Categorization Arabic Text Using SVM and KNN Algorithms

 
 
 
  • Abstract
  • Keywords
  • References
  • PDF
  • Abstract


    Content arrangement is a strategy for marking regular dialect writings with one or a few classifications from a predefined set. Two calculations, to be specific, bolster vector machine (SVM) and k-closest neighbor (KNN), are utilized to examine Arabic content order (TC). Distinctive Arabic datasets are utilized to analyze the two calculations. This examination has been intended to order extraordinary Arabic content. Result demonstrates that TC by means of the SVM calculation beats TC by means of KNN regarding all measures.

     

     


  • Keywords


    text classification (TC), Support Vector Machine (SVM), K–Nearest Neighbor (KNN).

  • References


      [1] Joachims T. (1999). Transductive Inference for Text Classification using Support Vector Machines. Proceedings of the International Conference on Machine Learning (ICML), (pp.200-209).1999.

      [2] Quinlan, J. "C4.5: Programs for machine learning,". San Mateo, CA: Morgan Kaufmann,1993.

      [3] Duwairi, R. (2007). Arabic Text Categorization.
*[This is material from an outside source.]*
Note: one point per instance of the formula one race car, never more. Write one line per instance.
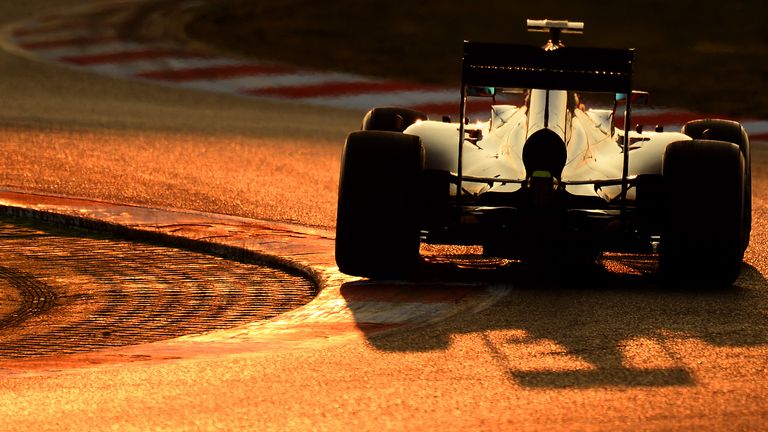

Int. Arab J. Inf. Technol. Retrieved from

      [4] Harrag, F., Al-Salman, A. S., & BenMohammed, M. (2010). A comparative study of Neural networks architectures on Arabic text categorization using feature extraction. In Machine and Web Intelligence (ICMWI), 2010 International Conference on (pp. 102–107). IEEE.

      [5] Shakeel PM, Manogaran G., “Prostate cancer classification from prostate biomedical data using ant rough set algorithm with radial trained extreme learning neural network”, Health and Technology, 2018:1-9.https://doi.org/10.1007/s12553-018-0279-6

      [6] Mohammed J. Bawaneh, M. S. A. and A. I. (2008). Arabic Text Classification using K-NN and Naive Bayes. Journal of Computer Science 4, 600–605.

      [7] Laila K. "Arabic Text Classification Using N- Gram Frequency Statistics A Comparative Study,"DMIN, 2006, pp.78-82.

      [8] Han, E., Karypis, G., & Kumar, V. (2001). Text categorization using weight adjusted k-nearest neighbor classification.

      [9] Preeth, S.K.S.L., Dhanalakshmi, R., Kumar, R.,Shakeel PM.An adaptive fuzzy rule based energy efficient clustering and immune-inspired routing protocol for WSN-assisted IoT system.Journal of Ambient Intelligence and Humanized Computing.2018:1–13. https://doi.org/10.1007/s12652-018-1154-z

      [10] Mesleh, A. A. "Chi Square Feature Extraction Based Svms Arabic Language Text Categorization System," Journal of Computer Science (3:6), 2007, pp. 430-435.

      [11] Thabtah F., Hadi W., Al-shammare G. (2008) VSMs with K-Nearest Neighbour to Categorise Arabic Text Data. In The World Congress on Engineering and Computer Science 2008. (pp.778-781), 22-44 October 2008.

      [12] Thabtah F., Eljinini M., Zamzeer M., Hadi W. (2009) Naïve Bayesian based on Chi Square to Categorize Arabic Data. In proceedings of The 11th International Business Information Management Association Conference (IBIMA) Conference on Innovation and Knowledge Management in Twin Track Economies, Cairo, Egypt 4 - 6 January. (pp. 930-935).

      [13] Abdelwadood Moh'd A MESLEH. "Chi Square Feature Extraction Based Svms Arabic Language Text Categorization System". Journal of Computer Science 3(6). Pages 430-435.2007.

      [14] Shakeel, P.M., Tolba, A., Al-Makhadmeh, Zafer Al-Makhadmeh, Mustafa Musa Jaber, “Automatic detection of lung cancer from biomedical data set using discrete AdaBoost optimized ensemble learning generalized neural networks”, Neural Computing and Applications,2019,pp1-14.https://doi.org/10.1007/s00521-018-03972-2

      [15] Sebastiani, .F "A Tutorial on Automated Text Categorization," In Proceedings of the ASAI-99,1st Argentinian Symposium on Artificial Intelligence, 1999. pp. 7-35.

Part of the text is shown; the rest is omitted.